Wer glaubte, das Fehlen der indischen 2600-Wunderknaben Praggnanandhaa, Gukesh und Nihal Sarin bei der Kramnik-Challenge mache die Aufgabe für Vincent Keymer leichter, den belehrte der deutsche Wunderknabe eines Besseren: Weniger direkte Konkurrenten im Feld bedeute weniger Gelegenheiten, sich durch Siege im direkten Vergleich von diesem Feld abzusetzen.

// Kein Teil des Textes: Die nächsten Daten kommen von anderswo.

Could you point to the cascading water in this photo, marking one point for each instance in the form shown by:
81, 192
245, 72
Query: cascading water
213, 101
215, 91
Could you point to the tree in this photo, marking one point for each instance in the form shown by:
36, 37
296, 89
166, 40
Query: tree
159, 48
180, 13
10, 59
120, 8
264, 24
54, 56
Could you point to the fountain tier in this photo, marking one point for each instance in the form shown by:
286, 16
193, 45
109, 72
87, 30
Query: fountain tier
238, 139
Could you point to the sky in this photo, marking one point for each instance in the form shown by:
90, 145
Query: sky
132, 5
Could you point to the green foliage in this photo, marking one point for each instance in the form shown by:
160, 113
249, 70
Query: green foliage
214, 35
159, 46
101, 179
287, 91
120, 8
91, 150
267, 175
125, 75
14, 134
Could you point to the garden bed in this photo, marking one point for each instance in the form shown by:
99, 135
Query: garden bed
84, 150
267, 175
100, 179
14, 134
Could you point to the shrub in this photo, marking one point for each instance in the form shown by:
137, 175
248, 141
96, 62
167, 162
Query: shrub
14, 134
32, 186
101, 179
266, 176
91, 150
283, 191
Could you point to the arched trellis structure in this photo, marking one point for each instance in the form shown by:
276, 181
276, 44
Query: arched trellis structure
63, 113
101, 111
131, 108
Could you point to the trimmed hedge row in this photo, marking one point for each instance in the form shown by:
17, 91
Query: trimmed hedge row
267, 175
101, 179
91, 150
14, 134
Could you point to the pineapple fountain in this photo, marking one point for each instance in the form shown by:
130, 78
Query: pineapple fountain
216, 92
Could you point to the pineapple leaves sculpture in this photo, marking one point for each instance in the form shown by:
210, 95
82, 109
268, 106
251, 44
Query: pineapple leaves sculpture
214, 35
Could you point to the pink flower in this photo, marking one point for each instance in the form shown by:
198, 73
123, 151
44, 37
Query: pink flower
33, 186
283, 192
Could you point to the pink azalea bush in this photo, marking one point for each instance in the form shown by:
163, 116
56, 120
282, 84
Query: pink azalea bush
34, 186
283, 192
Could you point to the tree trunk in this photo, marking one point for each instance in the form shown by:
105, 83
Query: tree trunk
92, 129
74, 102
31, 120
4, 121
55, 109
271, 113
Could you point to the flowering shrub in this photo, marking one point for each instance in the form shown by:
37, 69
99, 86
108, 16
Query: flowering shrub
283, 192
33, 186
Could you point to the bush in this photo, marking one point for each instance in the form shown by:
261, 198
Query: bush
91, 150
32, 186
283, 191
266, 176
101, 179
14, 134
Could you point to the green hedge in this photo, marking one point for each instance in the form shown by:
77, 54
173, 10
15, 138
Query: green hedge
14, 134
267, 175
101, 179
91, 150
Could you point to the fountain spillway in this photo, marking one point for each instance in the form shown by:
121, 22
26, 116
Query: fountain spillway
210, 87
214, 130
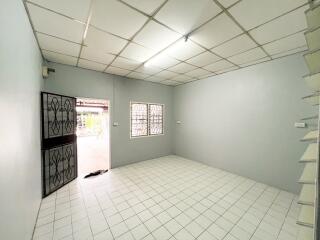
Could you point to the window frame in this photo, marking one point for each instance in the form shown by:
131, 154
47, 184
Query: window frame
148, 122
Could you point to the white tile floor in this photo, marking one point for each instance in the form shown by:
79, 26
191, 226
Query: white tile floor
168, 198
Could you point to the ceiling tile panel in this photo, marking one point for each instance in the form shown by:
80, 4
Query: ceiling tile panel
55, 24
292, 51
186, 15
156, 36
137, 75
217, 31
251, 13
198, 72
220, 65
237, 45
203, 59
162, 61
125, 63
59, 58
57, 45
290, 23
255, 62
166, 74
183, 50
137, 52
183, 78
148, 70
227, 3
182, 68
154, 79
248, 56
170, 82
104, 41
91, 65
94, 54
227, 70
116, 71
146, 6
286, 44
77, 9
117, 18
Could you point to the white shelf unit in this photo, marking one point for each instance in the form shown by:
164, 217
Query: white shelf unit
311, 136
312, 37
309, 195
311, 153
312, 99
312, 59
313, 81
308, 175
313, 16
307, 216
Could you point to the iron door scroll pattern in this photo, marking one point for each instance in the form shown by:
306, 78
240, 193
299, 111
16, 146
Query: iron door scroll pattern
59, 141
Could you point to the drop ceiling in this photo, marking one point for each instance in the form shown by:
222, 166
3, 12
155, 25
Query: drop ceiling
145, 39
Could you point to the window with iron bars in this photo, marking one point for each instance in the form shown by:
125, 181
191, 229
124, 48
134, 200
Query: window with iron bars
146, 119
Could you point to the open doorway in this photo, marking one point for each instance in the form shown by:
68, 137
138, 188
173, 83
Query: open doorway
93, 133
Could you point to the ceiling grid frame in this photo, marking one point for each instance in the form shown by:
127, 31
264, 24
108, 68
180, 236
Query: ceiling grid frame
134, 35
151, 17
85, 31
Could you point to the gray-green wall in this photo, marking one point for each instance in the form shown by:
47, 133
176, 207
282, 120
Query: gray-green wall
120, 91
243, 121
20, 86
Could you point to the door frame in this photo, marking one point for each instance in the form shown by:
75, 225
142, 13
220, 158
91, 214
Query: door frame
109, 126
53, 142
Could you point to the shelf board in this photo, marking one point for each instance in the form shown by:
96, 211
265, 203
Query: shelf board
307, 195
313, 81
310, 155
311, 136
305, 233
312, 59
309, 173
313, 16
312, 99
306, 216
315, 117
312, 36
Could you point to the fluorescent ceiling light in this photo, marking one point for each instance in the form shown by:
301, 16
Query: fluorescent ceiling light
162, 56
89, 109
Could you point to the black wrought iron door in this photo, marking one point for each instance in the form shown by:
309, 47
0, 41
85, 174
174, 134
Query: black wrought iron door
59, 141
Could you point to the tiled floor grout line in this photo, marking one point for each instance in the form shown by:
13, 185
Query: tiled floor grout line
238, 216
292, 201
162, 225
185, 186
265, 214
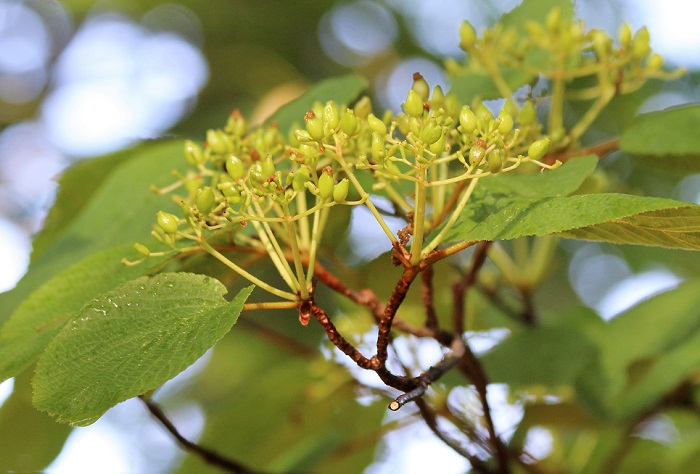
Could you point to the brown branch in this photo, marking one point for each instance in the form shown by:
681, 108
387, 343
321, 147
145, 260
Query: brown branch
470, 366
206, 455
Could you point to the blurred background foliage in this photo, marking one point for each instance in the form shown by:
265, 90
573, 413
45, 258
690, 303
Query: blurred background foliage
81, 78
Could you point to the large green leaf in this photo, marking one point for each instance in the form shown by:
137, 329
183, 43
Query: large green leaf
41, 316
121, 210
619, 218
131, 340
29, 440
341, 89
646, 353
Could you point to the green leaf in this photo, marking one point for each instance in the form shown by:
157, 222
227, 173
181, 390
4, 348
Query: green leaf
624, 216
639, 365
129, 341
41, 316
342, 90
674, 228
120, 211
673, 131
547, 355
29, 440
536, 10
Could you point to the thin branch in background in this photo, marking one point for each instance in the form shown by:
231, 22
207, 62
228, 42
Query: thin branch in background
206, 455
431, 420
470, 366
427, 295
459, 289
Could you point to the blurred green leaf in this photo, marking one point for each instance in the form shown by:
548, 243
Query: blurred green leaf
537, 11
131, 340
29, 440
646, 352
342, 90
664, 134
41, 316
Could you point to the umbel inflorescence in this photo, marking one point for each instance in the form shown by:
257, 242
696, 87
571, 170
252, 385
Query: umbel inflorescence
271, 190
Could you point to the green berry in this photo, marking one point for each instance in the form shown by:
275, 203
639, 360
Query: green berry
538, 148
413, 105
467, 36
349, 123
431, 133
314, 125
216, 141
421, 87
340, 191
331, 116
193, 153
234, 167
205, 200
528, 114
505, 124
467, 120
476, 154
325, 185
495, 160
167, 222
142, 249
378, 148
376, 125
640, 43
301, 176
624, 33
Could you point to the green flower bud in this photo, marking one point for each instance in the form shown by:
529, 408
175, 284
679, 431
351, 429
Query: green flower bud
267, 167
438, 99
439, 146
301, 176
234, 167
624, 33
413, 105
495, 160
431, 133
340, 191
331, 116
640, 43
528, 114
421, 87
205, 200
363, 107
216, 141
505, 124
538, 149
314, 125
467, 120
349, 123
655, 62
376, 124
553, 20
167, 222
467, 36
193, 153
325, 185
378, 148
476, 154
142, 249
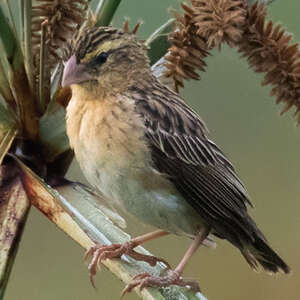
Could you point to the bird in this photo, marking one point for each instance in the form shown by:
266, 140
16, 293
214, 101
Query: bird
149, 154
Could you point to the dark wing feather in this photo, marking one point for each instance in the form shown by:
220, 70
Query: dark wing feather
197, 167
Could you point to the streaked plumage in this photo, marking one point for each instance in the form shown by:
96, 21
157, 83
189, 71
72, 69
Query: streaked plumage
141, 146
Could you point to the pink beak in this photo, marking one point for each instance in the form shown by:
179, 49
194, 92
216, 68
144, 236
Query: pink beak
74, 73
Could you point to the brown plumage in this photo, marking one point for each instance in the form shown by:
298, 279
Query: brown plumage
149, 153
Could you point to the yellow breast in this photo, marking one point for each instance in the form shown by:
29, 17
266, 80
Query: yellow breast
106, 135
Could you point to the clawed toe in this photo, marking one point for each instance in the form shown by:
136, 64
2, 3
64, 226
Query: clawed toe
99, 253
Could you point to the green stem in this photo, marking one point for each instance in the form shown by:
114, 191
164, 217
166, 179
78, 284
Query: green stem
15, 206
105, 11
28, 61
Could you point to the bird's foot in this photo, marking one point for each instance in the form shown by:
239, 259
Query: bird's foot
100, 253
145, 280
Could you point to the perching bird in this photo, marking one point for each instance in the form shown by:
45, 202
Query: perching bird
146, 151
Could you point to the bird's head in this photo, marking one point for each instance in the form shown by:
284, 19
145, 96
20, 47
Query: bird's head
105, 58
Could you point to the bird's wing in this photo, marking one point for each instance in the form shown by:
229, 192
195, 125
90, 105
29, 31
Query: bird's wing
197, 167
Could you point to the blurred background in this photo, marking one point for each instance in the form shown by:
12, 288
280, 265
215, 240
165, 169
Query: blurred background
244, 121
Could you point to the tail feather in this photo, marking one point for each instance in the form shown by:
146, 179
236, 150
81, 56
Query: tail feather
260, 253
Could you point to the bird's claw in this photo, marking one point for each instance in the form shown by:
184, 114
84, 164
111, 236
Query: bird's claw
145, 280
101, 252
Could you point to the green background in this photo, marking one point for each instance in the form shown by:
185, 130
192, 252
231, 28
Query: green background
244, 120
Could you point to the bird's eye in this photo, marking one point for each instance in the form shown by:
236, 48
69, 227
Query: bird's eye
101, 58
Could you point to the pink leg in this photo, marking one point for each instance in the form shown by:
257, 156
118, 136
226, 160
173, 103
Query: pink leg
100, 253
173, 277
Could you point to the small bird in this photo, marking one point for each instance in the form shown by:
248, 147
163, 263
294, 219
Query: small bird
149, 154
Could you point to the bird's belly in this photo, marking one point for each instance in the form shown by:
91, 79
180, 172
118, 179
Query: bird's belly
151, 198
116, 160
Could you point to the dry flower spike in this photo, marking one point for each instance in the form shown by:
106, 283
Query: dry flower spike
187, 52
268, 50
220, 21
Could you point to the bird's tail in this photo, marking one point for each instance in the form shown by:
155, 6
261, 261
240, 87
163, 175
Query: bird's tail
260, 253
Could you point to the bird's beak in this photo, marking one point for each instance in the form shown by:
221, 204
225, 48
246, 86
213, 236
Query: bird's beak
74, 73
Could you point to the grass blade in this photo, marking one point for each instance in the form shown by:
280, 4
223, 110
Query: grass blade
28, 57
93, 224
8, 131
14, 207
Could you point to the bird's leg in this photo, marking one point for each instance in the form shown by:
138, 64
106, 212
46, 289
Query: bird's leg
174, 276
102, 252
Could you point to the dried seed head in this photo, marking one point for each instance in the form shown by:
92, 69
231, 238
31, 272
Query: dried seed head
220, 21
64, 17
268, 50
188, 50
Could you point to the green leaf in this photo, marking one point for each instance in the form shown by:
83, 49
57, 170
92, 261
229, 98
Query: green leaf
105, 11
11, 46
72, 202
8, 131
158, 41
5, 88
14, 207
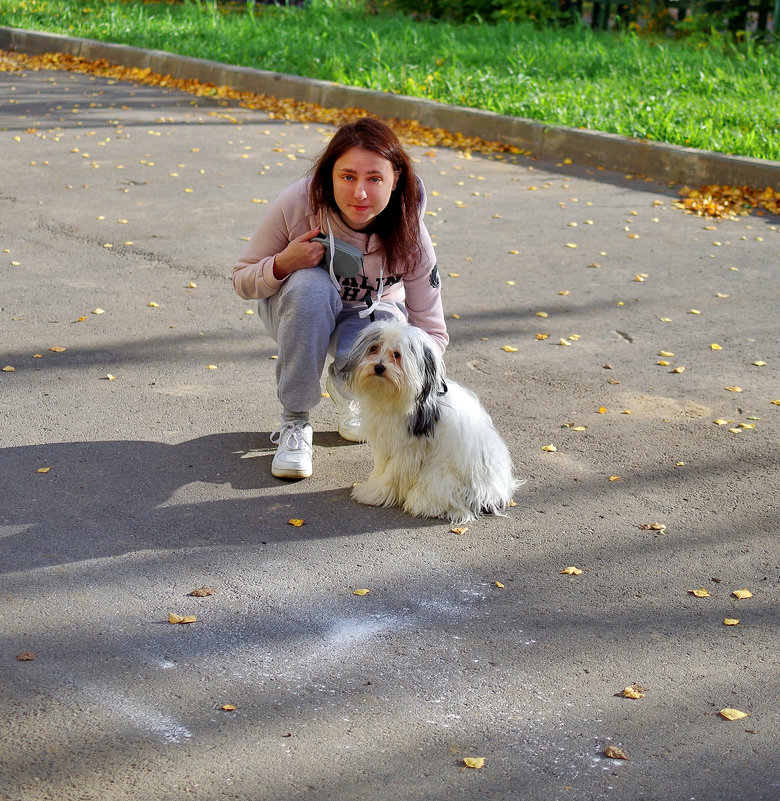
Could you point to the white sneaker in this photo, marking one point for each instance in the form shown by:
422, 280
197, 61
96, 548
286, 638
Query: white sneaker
348, 411
293, 456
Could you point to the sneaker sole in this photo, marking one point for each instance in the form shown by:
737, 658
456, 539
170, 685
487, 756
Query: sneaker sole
288, 473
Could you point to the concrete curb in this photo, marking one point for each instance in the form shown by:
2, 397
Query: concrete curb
668, 162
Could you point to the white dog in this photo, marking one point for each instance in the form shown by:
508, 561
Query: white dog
436, 451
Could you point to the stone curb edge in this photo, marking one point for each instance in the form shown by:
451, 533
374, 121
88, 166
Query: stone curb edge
657, 160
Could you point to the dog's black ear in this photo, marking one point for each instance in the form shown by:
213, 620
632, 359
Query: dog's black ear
356, 354
427, 413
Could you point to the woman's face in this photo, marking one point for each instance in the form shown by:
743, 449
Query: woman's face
362, 184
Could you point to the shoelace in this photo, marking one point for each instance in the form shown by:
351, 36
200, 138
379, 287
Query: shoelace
295, 440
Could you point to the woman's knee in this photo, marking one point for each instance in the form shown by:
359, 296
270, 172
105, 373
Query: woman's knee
308, 293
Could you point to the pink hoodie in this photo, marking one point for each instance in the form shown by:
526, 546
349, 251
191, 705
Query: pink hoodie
290, 215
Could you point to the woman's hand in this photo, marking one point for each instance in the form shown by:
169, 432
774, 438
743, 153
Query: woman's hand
300, 254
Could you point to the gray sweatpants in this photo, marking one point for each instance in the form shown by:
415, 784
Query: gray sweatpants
308, 320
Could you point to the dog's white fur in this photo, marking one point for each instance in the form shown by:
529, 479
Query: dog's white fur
436, 451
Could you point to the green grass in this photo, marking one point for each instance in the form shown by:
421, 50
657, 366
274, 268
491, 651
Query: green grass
712, 93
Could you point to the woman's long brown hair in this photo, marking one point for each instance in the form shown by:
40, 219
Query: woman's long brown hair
398, 226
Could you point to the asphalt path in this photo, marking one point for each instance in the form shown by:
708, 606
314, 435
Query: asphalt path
135, 467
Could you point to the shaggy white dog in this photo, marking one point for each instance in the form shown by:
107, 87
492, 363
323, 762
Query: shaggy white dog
436, 451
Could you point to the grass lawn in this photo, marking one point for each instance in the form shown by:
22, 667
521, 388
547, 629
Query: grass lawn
708, 93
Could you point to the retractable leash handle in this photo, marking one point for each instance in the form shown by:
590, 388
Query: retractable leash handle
355, 259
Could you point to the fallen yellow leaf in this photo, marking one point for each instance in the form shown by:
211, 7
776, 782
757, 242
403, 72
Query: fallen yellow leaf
733, 714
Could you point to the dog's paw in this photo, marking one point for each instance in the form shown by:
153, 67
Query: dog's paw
374, 493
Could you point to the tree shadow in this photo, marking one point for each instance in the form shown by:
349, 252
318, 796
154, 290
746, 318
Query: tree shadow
102, 499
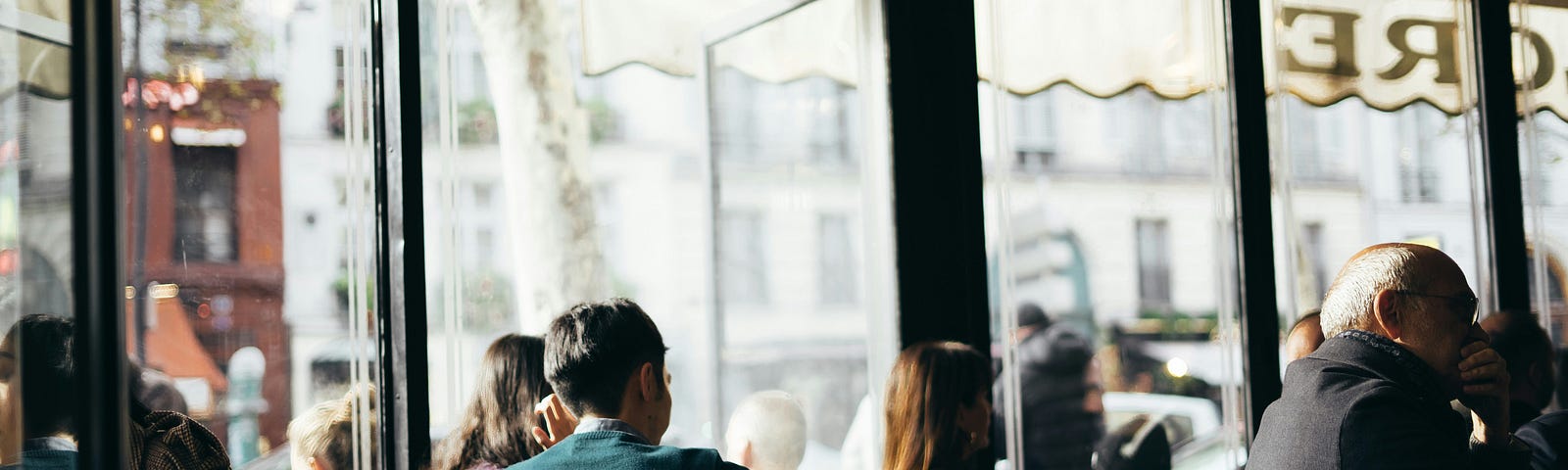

Das erklärte Keymer am Sonntagabend, nachdem er die Kramnik-Challenge gewonnen hatte – unter anderem dank eines Sieges gegen den direkten Konkurrenten in der vorletzten Runde:

Keymer blieben während der drei Turniertage Vergleiche mit dem indischen Trio erspart. Die drei hatten entschieden, auf die Kramnik-Challenge zu verzichten. Stattdessen verstärkten sie die zwei Dutzend Spieler starke Gruppe indischer Spitzen- und Nachwuchsspieler, mit denen sich Alexander Donchenko beim RTU-Open in Riga herumschlagen musste – indirekt zumindest. Zu direkten Vergleichen kam es nicht.

Das hängt auch mit Alexander Donchenkos Fehlstart zusammen, der schließlich in ein perfekt gespieltes Schweizer Gambit mündete. Nach 1,5/3 zum Auftakt legte Donchenko sechs Siege am Stück hin. Seine unglückliche Niederlage im Zeitnot-Drama gegen den 60-jährigen Ralf Akesson erinnerte an die kurz zuvor in Biel erlittene Niederlage gegen Georg Seul (siehe dieser Bericht). „Diese beiden Nullen waren das Ergebnis von wenig Zeit auf der Uhr. Wenn man in so einer Phase nur eine Minute aus der vollen Konzentration raus ist, reicht das schon aus“, erklärt Donchenko.